= Anna Bogomolnaia =

Russian economist

Anna Vladimirovna Bogomolnaia (Анна Владимировна Богомольная) is a Russian economist specializing in microeconomics and game theory. She is a professor in economics at the Adam Smith Business School of the University of Glasgow, and was until 2022 chief research fellow of the International Laboratory for Game Theory and Decision Making at the Higher School of Economics in Russia.

==Education and career==
After earning a master's degree in mathematics at Saint Petersburg State University in 1989, Bogomolnaia went to the Autonomous University of Barcelona for doctoral studies in economics. Her 1998 dissertation, Medians and Lotteries: Strategy-Proof Social Choice Rules for Restricted Domains, was supervised by Salvador Barberà.

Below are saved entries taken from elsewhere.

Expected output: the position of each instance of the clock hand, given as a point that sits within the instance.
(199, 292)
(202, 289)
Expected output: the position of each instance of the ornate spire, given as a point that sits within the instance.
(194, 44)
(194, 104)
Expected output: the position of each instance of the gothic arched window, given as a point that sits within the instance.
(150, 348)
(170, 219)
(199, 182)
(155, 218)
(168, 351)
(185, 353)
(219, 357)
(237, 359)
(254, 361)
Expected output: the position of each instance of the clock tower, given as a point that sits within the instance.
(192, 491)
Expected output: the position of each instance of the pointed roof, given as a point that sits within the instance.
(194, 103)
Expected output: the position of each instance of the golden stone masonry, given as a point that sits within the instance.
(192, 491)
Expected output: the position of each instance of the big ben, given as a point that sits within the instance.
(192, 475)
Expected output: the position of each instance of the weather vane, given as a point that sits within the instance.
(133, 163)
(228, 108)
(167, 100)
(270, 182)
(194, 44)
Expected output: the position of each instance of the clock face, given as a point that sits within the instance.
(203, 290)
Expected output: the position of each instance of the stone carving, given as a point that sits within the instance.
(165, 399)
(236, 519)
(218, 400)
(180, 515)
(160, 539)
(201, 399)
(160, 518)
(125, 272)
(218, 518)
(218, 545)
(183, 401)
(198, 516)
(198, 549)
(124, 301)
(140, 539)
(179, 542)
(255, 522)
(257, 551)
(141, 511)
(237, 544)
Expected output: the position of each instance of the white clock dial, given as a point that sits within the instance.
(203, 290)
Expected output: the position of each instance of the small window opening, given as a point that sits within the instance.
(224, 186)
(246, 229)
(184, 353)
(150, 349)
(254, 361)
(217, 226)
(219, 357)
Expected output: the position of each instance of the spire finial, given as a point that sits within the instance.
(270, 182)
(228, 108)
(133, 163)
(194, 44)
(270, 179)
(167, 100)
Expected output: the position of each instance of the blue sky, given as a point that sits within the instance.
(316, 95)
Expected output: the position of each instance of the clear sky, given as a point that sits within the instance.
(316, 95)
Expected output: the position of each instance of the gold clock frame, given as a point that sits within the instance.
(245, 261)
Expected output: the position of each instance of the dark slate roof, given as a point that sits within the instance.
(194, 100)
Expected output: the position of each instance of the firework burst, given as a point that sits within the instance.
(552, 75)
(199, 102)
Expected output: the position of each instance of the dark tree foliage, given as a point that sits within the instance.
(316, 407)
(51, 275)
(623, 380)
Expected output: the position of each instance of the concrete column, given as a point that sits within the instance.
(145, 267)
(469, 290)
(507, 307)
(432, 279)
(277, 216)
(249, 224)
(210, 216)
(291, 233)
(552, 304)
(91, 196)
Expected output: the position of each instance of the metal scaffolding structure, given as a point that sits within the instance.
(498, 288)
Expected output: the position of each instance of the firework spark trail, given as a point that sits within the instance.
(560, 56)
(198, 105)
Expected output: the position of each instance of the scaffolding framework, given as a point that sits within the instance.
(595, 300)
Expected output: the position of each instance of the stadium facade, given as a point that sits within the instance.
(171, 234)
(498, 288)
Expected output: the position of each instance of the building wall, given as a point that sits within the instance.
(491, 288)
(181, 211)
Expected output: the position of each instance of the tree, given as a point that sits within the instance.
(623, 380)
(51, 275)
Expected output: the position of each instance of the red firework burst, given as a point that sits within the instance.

After earning her doctorate, she worked at the University of Nottingham, became an assistant professor at Southern Methodist University, and earned tenure at Rice University in 2005. She took her positions at the University of Glasgow and the Higher School of Economics in 2013 and 2015 respectively.

==Contributions==
Bogomolnaia is known for her work on coalitions and on randomized solutions to assignment problems. With Hervé Moulin she formulated the probabilistic-serial procedure for solving the fair random assignment problem. With Matthew O. Jackson she introduced the concept of hedonic games to model coalition-forming in multiplayer games.